November 11 and November 15, 2025


Early in the solo confection titled Pearl Necklace: A Gay Sexcapade, writer–performer Jamie Brickhouse, with the practiced archness of a raconteur who knows exactly how many layers of irony he has piled onto his own persona, notes that both title and subtitle serve as a kind of auto-generated trigger warning—an amuse-bouche of camp before the main course of confession. Yet by the time this funny, forthright, and unexpectedly affecting monologue glides to its close, the titular “pearl necklace” has metamorphosed into something far more intricately strung: an emblem of a life co-authored with another person and, simultaneously, a steadfast refusal to bend one’s erotic compass toward the north star of monogamy as ordained by heteronormative orthodoxy—jargon the piece knowingly teases even as it deploys it. 

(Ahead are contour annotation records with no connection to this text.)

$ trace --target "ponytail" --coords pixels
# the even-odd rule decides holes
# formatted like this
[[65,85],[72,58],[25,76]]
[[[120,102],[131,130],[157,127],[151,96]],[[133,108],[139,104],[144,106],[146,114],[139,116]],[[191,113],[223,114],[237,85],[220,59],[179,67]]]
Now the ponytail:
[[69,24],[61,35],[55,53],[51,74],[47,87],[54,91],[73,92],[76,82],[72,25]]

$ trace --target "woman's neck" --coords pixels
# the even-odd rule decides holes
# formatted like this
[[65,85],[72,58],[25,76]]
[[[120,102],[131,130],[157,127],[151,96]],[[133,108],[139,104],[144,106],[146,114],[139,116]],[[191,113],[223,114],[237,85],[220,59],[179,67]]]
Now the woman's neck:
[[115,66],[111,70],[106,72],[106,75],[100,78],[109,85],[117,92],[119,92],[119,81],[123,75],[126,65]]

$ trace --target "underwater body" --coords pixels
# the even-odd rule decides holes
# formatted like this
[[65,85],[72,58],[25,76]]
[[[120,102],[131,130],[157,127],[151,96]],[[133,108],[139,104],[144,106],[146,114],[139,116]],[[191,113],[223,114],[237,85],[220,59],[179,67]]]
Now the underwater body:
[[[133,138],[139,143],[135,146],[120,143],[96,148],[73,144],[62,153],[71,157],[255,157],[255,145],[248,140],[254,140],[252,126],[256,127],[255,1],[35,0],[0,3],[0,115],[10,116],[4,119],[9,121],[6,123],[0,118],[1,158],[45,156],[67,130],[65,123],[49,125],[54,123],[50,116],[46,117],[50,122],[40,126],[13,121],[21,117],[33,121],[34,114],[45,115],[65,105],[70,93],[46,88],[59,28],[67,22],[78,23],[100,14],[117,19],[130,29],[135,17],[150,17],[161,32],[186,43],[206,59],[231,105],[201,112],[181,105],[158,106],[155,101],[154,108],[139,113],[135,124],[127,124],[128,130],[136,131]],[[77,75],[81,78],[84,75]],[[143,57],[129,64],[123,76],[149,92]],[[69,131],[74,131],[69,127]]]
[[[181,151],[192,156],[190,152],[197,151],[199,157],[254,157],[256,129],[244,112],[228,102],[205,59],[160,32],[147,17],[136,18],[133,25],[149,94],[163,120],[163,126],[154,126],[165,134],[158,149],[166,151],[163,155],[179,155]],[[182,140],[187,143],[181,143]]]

Recently presented as part of the 14th annual Gotham Storytelling Festival, presented by FRIGID New York at UNDER St. Marks and wild project, after a prior engagement in the 2024 Queerly Festival—FRIGID New York’s yearly celebration of queer theatremakers, curated by Co-Artistic Director Jimmy Lovett—the show situates itself within a decade-strong tradition of giving LGBTQ+ artists both the space and the latitude to speak in their own fabulously varied registers.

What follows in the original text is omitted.